When I think of unwanted behavior, I think of stress as the two are often related.
My goal here is to help you identify your dogs stress signals so you can get them help before this stress causes unwanted behavior. Science clearly states that stress leads to health problems, negatively affect relationships with others and can also make us grumpy, irritable, less tolerant and even aggressive.
Is it true if we humans are stressed our dogs can sense it? Yes, when we feel worried, anxious or angry, our dogs will certainly be effected in some way. Different dogs will react differently to mental and physical pressures in their environment.
How many of us often turn to physical exercise to relieve stress or tension felt from our environment.
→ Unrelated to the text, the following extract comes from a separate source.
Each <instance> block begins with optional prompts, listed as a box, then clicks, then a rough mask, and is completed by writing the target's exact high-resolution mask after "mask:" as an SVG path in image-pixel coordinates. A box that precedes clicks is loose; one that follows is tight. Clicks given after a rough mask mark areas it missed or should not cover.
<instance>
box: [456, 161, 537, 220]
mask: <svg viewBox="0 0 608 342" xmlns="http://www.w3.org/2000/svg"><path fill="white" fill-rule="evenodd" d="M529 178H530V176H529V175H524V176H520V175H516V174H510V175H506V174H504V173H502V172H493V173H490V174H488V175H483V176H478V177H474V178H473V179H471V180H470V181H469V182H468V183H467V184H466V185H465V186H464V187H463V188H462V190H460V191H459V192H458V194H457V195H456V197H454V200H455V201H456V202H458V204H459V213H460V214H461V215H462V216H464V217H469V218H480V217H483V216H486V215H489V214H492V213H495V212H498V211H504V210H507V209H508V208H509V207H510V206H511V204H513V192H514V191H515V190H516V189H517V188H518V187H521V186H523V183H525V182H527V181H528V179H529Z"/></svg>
Is your dog able to go for a daily jog to relieve the stress he carries around or is he confined to run the fence line and bark in frustration becoming more and more aroused. Does he destructively chew your furniture, pace wildly and mouth your arms and hands when you enter? You may perceive this mouthy greeting as excitement, but it is stress.
Signs of Stress come in many different forms:
- Does your dog ever bark rapidly, scan the environment for a threat, pace back and forth, tremble, chew in a ripping or destructive manner, pant when not tired, flatten his ears back, lower his head when approached (guilty appearance), cower or urinate when you or anyone else approaches, hide between your feet, growl, lick his lips when not eating, yawn when not tired, turn his nose away from his favorite treat when in an unfamiliar environment. Urinate or defecate when arriving at a new home, or training center.
- Young adolescent pups may playfully mount dogs or humans or do this as a sign of stress as is biting the leash and excessive mouthing of human hands. Exaggerated self grooming which can cause hair loss, sudden outbreak of dander can also be stress related.
- Does your dog often begin to sniff the ground when meeting new dogs, stop to scratch just as a greeting is about to occur, avoids the new dog completely? We know stress can effect health, stress that continues over a period of time can cause a dogs immune system to become fragile due to increased cortisol in the system. Have you ever considered that a dogs unpleasant body odor or bad breath can be the result of high stress.
Environmental triggers are everywhere, who is present, how many stimuli, if they are approaching slowly or quickly, how your dog feels at that moment, what smells are near, what he sees and hears are all triggers that can cause your dog stress and they are constantly effecting your dogs behavior.
Knowing the signs of stress in your dog is essential to keep him safe, happy and healthy.